Anklage: 15-Jährige rammt eigener Mutter (46) ein Messer in die Brust - und verhöhnt sie

dzLandgericht Bochum

Eine 15-Jährige soll in Bochum versucht haben, ihre eigene Mutter zu erstechen. Nur eine Notoperation rettete das Leben der 46-jährigen Frau. Doch auch die Mutter ist angeklagt.

Bochum

, 03.12.2019, 20:33 Uhr / Lesedauer: 2 min

Weil sie versucht haben soll, ihre eigene Mutter (46) zu erstechen, muss sich eine Teenagerin aus Bochum seit Dienstag vor dem Landgericht verantworten. Die Anklage lautet auf versuchten Totschlag.

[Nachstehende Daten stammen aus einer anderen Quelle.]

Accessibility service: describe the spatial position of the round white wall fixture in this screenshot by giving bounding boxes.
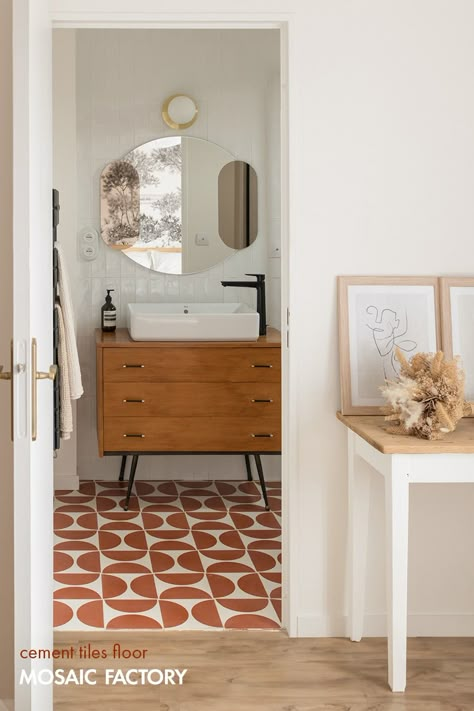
[161,94,198,131]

Staatsanwalt Danyal Maibaum wirft der jugendlichen Angeklagten vor, am 3. Mai ihrer Mutter bei einem Streit ein Küchenmesser Klinge in die linke Brust gerammt zu haben. Die 46-jährige Frau überlebte nur dank einer Not-Operation.

Nach der Attacke soll die heute 16-Jährige, aber zur Tatzeit noch 15 Jahre alte Angeklagte zunächst auch noch mehrere Polizeibeamte angegriffen, bepöbelt, bespuckt und mit Blick auf ihre schwer verletzte Mutter sogar gerufen haben: „Hoffentlich verreckt die Alte!“

Mutter bereits vor der Tat zusammengeschlagen

Vor der Messerattacke soll die 16-Jährige ihre Mutter bereits gemeinsam mit ihrem Freund brutal zusammengeschlagen haben. Der 28-jährige Partner ist im Prozess ebenfalls angeklagt, befindet sich aber anders als die Teenagerin derzeit noch auf freiem Fuß. Die Messerattacke legt die Staatsanwaltschaft von vorneherein allein der Tochter zur Last.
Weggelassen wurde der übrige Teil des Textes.